A direct and determined challenge to the swirling undercurrents in the Republican primaries is therefore needed. Without that, they may well prevail by default. That may not bring "fascism" in any serious sense. But don't imagine that the ACA, the Supreme Court, or the broader economic recovery, or global economic developments, or environmental prospects, or the tenor of public discourse and order will remain as they have been.

If, as seems, the Republicans will not or cannot muster such a challenge themselves, it must come from elsewhere.

A good start would be made if, to use a tainted phrase, moderate commentators started calling "a spade a spade" when discussing the dog-whistling in the Republican primaries. There is no case for commentators to pull their punches on this out of "political correctness," especially with Republicans themselves damning such behavior. This MLK holiday would make a good starting gun for such clear consistent commentary.

But beyond that, a much better Democrat candidate is needed. My strong preference is for Michelle Obama to run. Her announcement to that effect, even at this late stage, would directly change the Trump-centered narrative of the campaign so far, would re-energize the 2008-12 Obama coalition -- notably among women and the young -- as no other candidate could, and would provide a path for the party to place itself into the hands of someone with formidable judgement, political reach, and brains. The fact that she has no personal ambition for the job speaks to her sanity. The fact that her view, second amendment or no, is that she would want a gun in many circumstances, under due control, speaks to her ability to reach out to the other side as no other candidate or even her husband can. And the voice of experience, as may on occasion be needed, would be at hand, though, as on gun issues, she would not depend on it.

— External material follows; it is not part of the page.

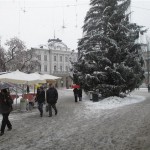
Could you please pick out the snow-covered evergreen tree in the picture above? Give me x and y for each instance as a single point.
(110, 60)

All this would provide a basis for her candidacy and her election, and provide a motive for her to take on these tasks.

Who knows: perhaps her sense of duty and concern with national prospects will finally succeed in calling her out of her much-longed-for and much-deserved private life. In any event, I am encouraged that on this MLK holiday evening, I am not alone in urgently and respectfully calling upon her to take up the fight.